Little Teeth, Big Smile
A commonly asked question by anxious parents is “when should the child first see the dentist?”
At Rossland Garden Dental Office in Whitby, we provide quality dental care for children. We also educate parents on proper care for children’s teeth.
As soon as the teeth appear in the mouth you can begin daily cleaning, starting with a small moist cloth after each feeding to remove any food debris or plaque and later on, brush the teeth yourself until the child is older and even then it's a good idea to supervise or even dispense the toothpaste.
A good time for the first visit would be around the first birthday. The dentist or hygienist will examine the child's mouth, including the teeth, gums, tongue, lips and roof of the mouth to detect any abnormalities and advise you about dental care. This will establish a good prevention program for the child and help alleviate any fears or concerns of the parent regarding the child's future dental development. However, regular dental visits should begin at age three. This is the age most children are at a developmental stage when they are more cooperative, are able to understand and are hopefully more compliant with the examination and cleaning procedures.

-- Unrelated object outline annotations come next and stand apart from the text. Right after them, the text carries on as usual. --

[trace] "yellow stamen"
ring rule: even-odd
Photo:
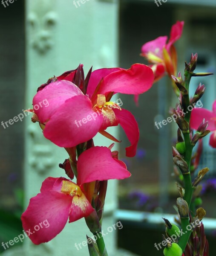
[[[63,180],[61,192],[71,196],[77,195],[79,197],[81,196],[83,194],[82,190],[78,185],[67,180]]]

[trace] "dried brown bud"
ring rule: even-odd
[[[181,198],[183,198],[184,195],[184,189],[180,186],[177,182],[176,183],[176,184],[177,188],[180,196]]]
[[[177,206],[180,216],[187,218],[189,216],[189,208],[187,203],[181,198],[178,198],[176,201]]]
[[[199,220],[201,221],[206,214],[206,211],[203,208],[200,207],[196,210],[196,215]]]
[[[188,166],[187,163],[181,157],[176,156],[173,157],[173,162],[180,169],[184,175],[188,173]]]
[[[201,170],[198,173],[197,177],[193,181],[193,186],[196,186],[197,185],[200,181],[202,180],[205,175],[209,171],[209,169],[207,167],[205,167]]]

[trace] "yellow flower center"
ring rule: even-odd
[[[119,106],[112,102],[106,101],[106,97],[104,94],[98,94],[97,104],[94,106],[93,110],[98,112],[101,111],[102,115],[106,118],[108,126],[115,125],[116,117],[112,108],[118,108],[121,110]],[[109,120],[109,121],[108,121]]]
[[[77,195],[80,197],[83,194],[82,190],[78,185],[67,180],[63,180],[61,192],[72,197]]]

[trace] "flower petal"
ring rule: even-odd
[[[184,21],[178,20],[175,24],[172,26],[170,39],[166,47],[168,52],[170,51],[171,46],[181,36],[184,23]]]
[[[126,109],[114,110],[119,124],[124,131],[131,145],[126,148],[126,156],[133,157],[136,154],[137,144],[139,138],[138,124],[133,115]]]
[[[141,51],[145,55],[151,52],[159,58],[162,58],[163,47],[165,46],[167,40],[167,36],[160,36],[154,40],[146,43],[142,46]]]
[[[84,151],[78,158],[77,169],[77,183],[81,189],[84,183],[130,176],[126,166],[112,158],[110,150],[106,147],[94,147]]]
[[[84,217],[87,217],[94,211],[84,194],[81,197],[75,195],[72,200],[69,222],[75,221]]]
[[[52,116],[45,126],[43,134],[60,147],[71,148],[93,138],[103,121],[103,116],[92,110],[87,96],[75,96]]]
[[[96,70],[92,72],[87,88],[86,94],[89,99],[91,99],[100,81],[103,77],[108,76],[110,73],[121,70],[119,67],[112,68],[101,68]]]
[[[214,148],[216,148],[216,131],[213,132],[210,136],[209,145]]]
[[[72,199],[52,191],[31,198],[21,219],[24,230],[32,233],[29,238],[34,244],[48,242],[61,231],[68,219]]]
[[[40,189],[40,192],[43,193],[49,190],[52,190],[55,183],[58,178],[48,177],[43,182]]]
[[[69,81],[61,80],[51,83],[34,97],[35,113],[40,122],[44,123],[66,100],[76,95],[83,95],[77,86]]]
[[[212,105],[212,110],[214,113],[216,115],[216,100],[213,103]]]
[[[154,73],[155,76],[154,83],[161,79],[165,75],[165,67],[164,64],[158,63],[158,64],[150,65],[150,67]]]
[[[191,112],[190,125],[191,128],[197,130],[203,119],[208,121],[207,130],[216,130],[216,115],[205,108],[194,108]]]
[[[102,80],[98,94],[109,92],[126,94],[140,94],[152,86],[154,74],[151,68],[144,64],[134,64],[128,70],[113,72]],[[96,99],[96,95],[92,101]]]

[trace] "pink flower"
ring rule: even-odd
[[[177,54],[173,44],[181,38],[184,24],[184,21],[178,21],[172,26],[170,38],[167,43],[167,36],[160,36],[142,47],[141,55],[156,66],[156,67],[154,67],[155,73],[156,71],[157,73],[156,81],[161,79],[165,71],[170,77],[176,74]],[[164,67],[163,69],[161,65]]]
[[[110,101],[117,93],[140,94],[149,90],[154,80],[151,68],[135,64],[128,70],[96,70],[90,76],[86,95],[81,90],[85,85],[78,88],[72,82],[77,71],[64,73],[56,78],[57,81],[43,85],[34,97],[34,106],[44,99],[49,103],[47,108],[35,110],[40,123],[45,125],[44,136],[65,148],[87,141],[98,132],[118,141],[105,130],[120,124],[131,144],[126,148],[126,155],[135,155],[139,136],[137,123],[130,112]]]
[[[112,157],[110,150],[105,147],[94,147],[84,151],[77,162],[77,184],[63,177],[49,177],[43,183],[40,193],[32,198],[21,220],[25,230],[36,244],[48,242],[69,222],[86,217],[94,210],[88,198],[86,185],[96,180],[122,179],[130,173],[125,164]],[[94,187],[91,187],[93,191]],[[43,226],[43,221],[49,227]],[[35,227],[37,225],[37,230]]]
[[[209,145],[216,148],[216,100],[213,103],[213,111],[205,108],[193,108],[191,112],[190,127],[197,130],[203,119],[205,122],[208,121],[208,130],[213,132],[210,136]]]

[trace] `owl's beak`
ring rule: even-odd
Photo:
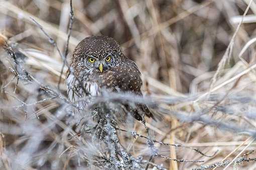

You can prepare your child for a dental visit in advance to make it a positive experience. You can read your child a story about a trip to the dentist or play dentist, taking turns looking into each other’s mouths. You may also have the child colour some pictures of the dentist’s office. You should avoid describing any bad experiences you may have had as a child and remember dentistry has changed a lot recently. It would not be a good idea to bribe the child or make any promises.
The primary central incisors appear in a child’s mouth at 6-12 months followed by the lateral incisors beside them at 9-16 months and then the canines at 16-23 months; the first molars come in at 13-19 months and the second molars at 25-33 months. The lower teeth usually appear earlier than the corresponding uppers. These are baby teeth or primary teeth and although they are going to be replaced by permanent ones they are very important for the health and alignment of the permanent teeth. They provide the child with healthy chewing surface and help the development of the jaws. If primary teeth are lost prematurely and the space is not maintained the permanent teeth following them may not be able to erupt properly and may sometimes get blocked.
The permanent teeth start coming in at 6-7 years, again beginning with the lower central incisor followed by the lateral and the upper central incisors. The first molars erupt around the same time and then the upper lateral incisors erupt at around 8-9 years, then the lower canines appear and then the upper canines followed by the first bicuspids and the second bicuspids along with the upper bicuspids. The second molars come in between the ages of 12-13. The third molars or wisdom teeth come in at 17-21 years but quite often may get impacted. Parents are concerned when permanent teeth come in crooked or crowded. Most often there is no cause for concern, sometimes the primary teeth, which are supposed to fall out, may be over retained even though a permanent tooth is erupting behind it. In such case the dentist may have to remove the primary tooth, however, early.